LA GIOVINE SARDEGNA fida nel vostro appoggio, o cittadini indipendenti, il vostro obolo è necessario per la santa battaglia. Unitevi, tutti, ascoltateci; aiutateci.
E voi, modesti ed operosi agricoltori, seguiteci con sicuro animo; le colonne del nostro giornale sono aperte per voi: fateci conoscere le trame del nemico; spiegateci la turpitudine dei loro mezzi; rivelateci i vostri bisogni.
La nostra causa è quella del benessere del paese; è quella della Giustizia.
Rammentate che siete una Forza, sappiate farla valere».
Poche parole di commento. Abbiamo giudicato savio scegliere per nome di battesimo del nostro giornale il bellissimo e significantissimo La Giovine Sardegna per accennare non a pura opera di giovani, ma al fermo proposito di tutti di contribuire con tutte le forze al risorgimento della vita sarda, purificando e abbattendo tutto quanto d’ingiusto, di disonesto può ancora corromperla.
Il nostro isolano dovrà di nuovo essere esaltato per fierezza di carattere, per indomita gagliardia, per vivissimo amore alla terra nativa, intollerante di qualsiasi sopruso, insofferente di qualsiasi giogo. Troppo tempo egli è stato docile strumento in mano di fazioni avide soltanto di lucri personali e di governi che la vollero ingentilire e incivilire a forza di insopportabili balzelli. Tutto ciò che si oppone alla rigenerazione della Sardegna, alla instauratio ad imis fundamentis delle cose sarde, sia stritolato e che più ne rimanga memoria. Finora ci hanno tutti trattati indegnamente incominciando dai nostri fatali amministratori fino al governo ed ai giornali da esso prezzolati che ci buttato sul viso in risposta ai nostri lamenti il sanguinoso oltraggio sardi queruli, come anticamente la frase sardi venales.
Francamente, preferiamo questa a quella, perché dinota che i sardi d’allora superbi, alteri, ardenti di amor di patria e di libertà, erano refrattari alla schiavitù e non ci piegavano tanti facilmente ai voleri ed ai comandi dei padroni romani. I sacrifizi di sangue, di denaro, di privilegi e di libertà fatti in tutti i tempi dalla Sardegna le sono ricompensati esuberantemente con parole dileggiatrici della sua dignità. Miseria, sfiducia, perdita di credito, nessuna industria rigogliosa, inceppata e ostacolata in tutti i modi con imposte esorbitanti qualcuna nascente, commercio arenato, prodotti del suolo invenduti agricoltura abbandonata, terreni in preda…
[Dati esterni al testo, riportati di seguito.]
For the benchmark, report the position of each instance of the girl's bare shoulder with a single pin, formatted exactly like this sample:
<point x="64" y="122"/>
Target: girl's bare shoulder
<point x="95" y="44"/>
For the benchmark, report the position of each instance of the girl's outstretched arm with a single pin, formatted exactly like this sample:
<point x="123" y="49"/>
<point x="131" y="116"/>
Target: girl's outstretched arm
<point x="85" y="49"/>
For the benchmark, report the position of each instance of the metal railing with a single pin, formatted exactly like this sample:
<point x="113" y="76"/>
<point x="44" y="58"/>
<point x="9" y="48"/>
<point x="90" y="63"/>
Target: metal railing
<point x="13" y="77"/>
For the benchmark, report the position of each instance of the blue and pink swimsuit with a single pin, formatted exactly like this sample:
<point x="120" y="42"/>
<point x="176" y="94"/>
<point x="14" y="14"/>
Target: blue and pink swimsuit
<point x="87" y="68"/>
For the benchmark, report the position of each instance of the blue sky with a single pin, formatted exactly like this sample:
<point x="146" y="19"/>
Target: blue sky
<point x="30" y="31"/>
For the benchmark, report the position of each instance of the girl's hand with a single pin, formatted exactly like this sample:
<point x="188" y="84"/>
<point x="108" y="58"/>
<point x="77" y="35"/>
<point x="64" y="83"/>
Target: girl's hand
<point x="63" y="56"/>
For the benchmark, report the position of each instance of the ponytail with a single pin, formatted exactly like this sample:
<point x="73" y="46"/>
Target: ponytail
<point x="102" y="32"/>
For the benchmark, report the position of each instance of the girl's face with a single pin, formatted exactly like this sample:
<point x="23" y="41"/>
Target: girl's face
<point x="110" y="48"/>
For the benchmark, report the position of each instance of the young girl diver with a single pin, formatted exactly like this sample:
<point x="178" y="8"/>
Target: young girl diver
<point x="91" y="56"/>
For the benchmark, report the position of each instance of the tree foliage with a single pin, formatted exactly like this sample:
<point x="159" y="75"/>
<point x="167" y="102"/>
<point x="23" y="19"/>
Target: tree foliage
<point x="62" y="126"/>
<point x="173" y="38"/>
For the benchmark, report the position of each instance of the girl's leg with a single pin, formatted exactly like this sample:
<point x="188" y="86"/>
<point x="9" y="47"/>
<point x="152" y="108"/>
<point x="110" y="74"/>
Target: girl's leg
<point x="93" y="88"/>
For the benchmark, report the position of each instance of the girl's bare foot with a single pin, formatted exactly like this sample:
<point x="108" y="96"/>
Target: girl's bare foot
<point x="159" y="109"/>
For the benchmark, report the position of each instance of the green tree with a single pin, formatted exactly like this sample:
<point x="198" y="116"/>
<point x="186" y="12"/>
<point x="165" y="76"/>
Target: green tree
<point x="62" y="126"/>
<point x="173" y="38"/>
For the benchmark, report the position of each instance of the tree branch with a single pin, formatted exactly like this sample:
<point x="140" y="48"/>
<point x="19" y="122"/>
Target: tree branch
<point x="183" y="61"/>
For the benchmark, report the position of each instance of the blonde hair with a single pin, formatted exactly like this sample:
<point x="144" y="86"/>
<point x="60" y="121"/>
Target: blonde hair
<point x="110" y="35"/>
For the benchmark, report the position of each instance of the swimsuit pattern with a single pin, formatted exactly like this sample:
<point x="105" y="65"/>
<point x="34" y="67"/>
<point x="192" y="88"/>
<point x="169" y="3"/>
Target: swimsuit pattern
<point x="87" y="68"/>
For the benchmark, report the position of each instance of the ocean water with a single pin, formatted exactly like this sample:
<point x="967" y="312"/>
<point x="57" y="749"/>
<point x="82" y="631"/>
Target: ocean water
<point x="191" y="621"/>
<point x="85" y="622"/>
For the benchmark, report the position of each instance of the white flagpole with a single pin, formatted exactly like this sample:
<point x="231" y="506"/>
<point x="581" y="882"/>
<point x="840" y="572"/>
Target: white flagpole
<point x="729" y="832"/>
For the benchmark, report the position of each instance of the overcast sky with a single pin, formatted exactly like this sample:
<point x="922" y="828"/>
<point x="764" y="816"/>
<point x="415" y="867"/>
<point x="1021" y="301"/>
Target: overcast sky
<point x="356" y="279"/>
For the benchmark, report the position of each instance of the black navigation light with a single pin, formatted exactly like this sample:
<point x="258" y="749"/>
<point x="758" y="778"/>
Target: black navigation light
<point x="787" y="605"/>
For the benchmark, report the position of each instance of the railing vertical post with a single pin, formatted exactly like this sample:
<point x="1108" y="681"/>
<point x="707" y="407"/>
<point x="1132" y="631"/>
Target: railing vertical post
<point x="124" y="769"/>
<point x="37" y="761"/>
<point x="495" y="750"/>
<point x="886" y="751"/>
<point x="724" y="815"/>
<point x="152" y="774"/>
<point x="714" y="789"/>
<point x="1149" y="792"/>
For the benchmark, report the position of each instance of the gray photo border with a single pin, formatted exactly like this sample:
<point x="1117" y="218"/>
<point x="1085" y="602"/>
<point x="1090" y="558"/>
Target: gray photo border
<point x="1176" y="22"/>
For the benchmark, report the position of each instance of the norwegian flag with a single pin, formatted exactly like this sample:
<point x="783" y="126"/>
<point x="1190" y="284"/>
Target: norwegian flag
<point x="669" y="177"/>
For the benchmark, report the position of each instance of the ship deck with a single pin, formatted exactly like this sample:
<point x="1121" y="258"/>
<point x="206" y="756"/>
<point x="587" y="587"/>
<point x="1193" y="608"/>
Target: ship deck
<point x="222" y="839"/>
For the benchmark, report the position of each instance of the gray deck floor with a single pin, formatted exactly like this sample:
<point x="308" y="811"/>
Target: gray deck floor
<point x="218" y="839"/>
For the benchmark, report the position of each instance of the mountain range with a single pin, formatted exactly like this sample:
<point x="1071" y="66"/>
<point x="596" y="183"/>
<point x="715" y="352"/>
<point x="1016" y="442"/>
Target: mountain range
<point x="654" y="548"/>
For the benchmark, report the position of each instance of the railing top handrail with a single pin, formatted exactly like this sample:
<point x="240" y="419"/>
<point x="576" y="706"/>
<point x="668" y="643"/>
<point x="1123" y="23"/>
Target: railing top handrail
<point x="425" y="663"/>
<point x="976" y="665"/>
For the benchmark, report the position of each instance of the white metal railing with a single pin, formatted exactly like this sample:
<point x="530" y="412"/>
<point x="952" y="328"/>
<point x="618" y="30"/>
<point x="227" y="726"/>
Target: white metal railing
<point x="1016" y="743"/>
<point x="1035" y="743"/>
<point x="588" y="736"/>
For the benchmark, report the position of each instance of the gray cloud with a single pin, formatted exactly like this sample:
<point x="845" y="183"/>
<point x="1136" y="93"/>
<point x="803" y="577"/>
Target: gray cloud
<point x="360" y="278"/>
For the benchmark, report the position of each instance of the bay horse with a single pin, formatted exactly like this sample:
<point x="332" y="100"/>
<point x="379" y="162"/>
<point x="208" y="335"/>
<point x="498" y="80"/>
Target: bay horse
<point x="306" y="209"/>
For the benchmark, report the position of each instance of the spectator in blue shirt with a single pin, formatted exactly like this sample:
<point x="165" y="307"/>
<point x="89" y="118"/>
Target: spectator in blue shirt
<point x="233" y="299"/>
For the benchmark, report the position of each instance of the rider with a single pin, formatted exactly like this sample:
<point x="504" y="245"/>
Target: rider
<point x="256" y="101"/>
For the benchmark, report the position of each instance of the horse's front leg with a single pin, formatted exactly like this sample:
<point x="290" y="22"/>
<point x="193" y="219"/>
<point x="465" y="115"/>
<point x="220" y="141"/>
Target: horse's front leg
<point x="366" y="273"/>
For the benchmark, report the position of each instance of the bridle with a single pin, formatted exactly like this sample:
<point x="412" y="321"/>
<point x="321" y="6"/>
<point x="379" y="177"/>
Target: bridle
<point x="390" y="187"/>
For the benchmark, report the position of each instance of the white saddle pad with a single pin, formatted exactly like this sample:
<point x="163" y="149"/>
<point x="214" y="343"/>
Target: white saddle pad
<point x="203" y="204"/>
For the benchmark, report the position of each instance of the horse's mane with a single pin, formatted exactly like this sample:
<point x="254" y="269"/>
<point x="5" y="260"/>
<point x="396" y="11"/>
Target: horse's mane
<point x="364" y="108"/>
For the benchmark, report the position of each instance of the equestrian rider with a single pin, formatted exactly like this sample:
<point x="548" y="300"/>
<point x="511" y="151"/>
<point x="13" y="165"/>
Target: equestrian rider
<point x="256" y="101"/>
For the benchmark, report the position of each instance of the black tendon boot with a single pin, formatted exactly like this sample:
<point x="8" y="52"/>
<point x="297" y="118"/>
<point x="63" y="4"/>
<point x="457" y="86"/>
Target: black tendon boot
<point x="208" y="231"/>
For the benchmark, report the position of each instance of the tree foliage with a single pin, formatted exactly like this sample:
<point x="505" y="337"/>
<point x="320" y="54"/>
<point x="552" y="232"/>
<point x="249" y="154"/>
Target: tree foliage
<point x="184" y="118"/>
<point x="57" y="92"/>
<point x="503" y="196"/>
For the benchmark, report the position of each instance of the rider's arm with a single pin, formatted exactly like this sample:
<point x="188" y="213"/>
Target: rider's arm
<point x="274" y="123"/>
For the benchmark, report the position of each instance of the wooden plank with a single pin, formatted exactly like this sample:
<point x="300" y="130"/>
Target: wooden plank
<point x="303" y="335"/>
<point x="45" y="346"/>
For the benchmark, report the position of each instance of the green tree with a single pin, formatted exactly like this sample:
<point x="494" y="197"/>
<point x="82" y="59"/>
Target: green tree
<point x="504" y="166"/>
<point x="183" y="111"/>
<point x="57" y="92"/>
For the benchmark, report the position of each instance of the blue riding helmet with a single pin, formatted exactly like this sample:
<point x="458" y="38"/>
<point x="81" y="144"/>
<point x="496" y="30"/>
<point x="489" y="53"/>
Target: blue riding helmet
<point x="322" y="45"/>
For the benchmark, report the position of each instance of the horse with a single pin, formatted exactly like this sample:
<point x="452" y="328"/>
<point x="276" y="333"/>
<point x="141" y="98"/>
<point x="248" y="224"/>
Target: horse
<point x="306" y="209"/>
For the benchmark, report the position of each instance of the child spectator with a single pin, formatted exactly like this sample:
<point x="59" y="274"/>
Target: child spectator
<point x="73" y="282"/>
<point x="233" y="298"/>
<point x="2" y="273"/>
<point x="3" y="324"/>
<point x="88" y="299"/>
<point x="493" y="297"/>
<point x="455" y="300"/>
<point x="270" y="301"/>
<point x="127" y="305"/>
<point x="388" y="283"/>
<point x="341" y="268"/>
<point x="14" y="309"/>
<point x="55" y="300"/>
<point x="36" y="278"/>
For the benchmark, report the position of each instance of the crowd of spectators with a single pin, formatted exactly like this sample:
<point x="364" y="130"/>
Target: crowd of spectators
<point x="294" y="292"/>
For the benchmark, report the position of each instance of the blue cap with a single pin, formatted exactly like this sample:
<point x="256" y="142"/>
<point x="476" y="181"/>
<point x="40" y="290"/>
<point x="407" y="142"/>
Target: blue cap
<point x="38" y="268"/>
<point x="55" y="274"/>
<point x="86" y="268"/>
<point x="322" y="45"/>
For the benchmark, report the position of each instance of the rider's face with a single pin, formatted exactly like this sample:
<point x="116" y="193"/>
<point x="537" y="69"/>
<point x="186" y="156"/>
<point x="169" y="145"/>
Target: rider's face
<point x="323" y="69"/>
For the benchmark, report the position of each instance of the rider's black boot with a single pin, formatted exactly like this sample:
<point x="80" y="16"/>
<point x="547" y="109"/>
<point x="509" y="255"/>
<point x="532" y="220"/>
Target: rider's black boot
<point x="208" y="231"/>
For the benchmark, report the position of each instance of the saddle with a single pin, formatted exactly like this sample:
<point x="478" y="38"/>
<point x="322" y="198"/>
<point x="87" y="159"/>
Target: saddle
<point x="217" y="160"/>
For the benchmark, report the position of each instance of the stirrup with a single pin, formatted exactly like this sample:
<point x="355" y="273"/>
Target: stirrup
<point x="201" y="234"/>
Pur mancante di riferimenti ideologici, pare di rilevare, nell’articolo quel tanto di affidamento ai valori della democrazia, o della liberaldemocrazia, che realisticamente – cioè senza sfondamenti nella dottrina “alternativa” a quella del vigente statuto albertino, per dire di costituzione e addirittura di repubblica – rappresentavano, nell’inoltro all’ultimo decennio del secolo, dunque alla vigilia della fondazione dei primi partiti politici (i socialisti nel 1892, i repubblicani nel 1895, i radicali nel 1904) lo stadio più avanzato che era dato richiedere all’Italia monarchica ed a suffragio politico ed amministrativo ancora ristretto (oltreché soltanto maschile).
Leggere le idealità, da cui la politica, da cui i programmi
Come qualificare, sul piano ideale/ideologico, Ottone Bacaredda? Questa è stata la domanda. In molti si sono posti sempre questa domanda ed al convegno “Cagliari tra passato e futuro” tenutosi nel capoluogo (presso l’auditorium del CIS) il 13, 14 e 15 novembre 2003, è stata Maria Corona Corrias, già docente di storia delle dottrine politiche presso la nostra facoltà di Scienze Politiche ed autrice di importanti saggi su un vasto arco di temi (incluso quello asproniano e del rapporto Stato-Chiesa nell’età risorgimentale), ad affrontare con maggior rigore e compiutezza la questione, offrendo le sue conclusioni.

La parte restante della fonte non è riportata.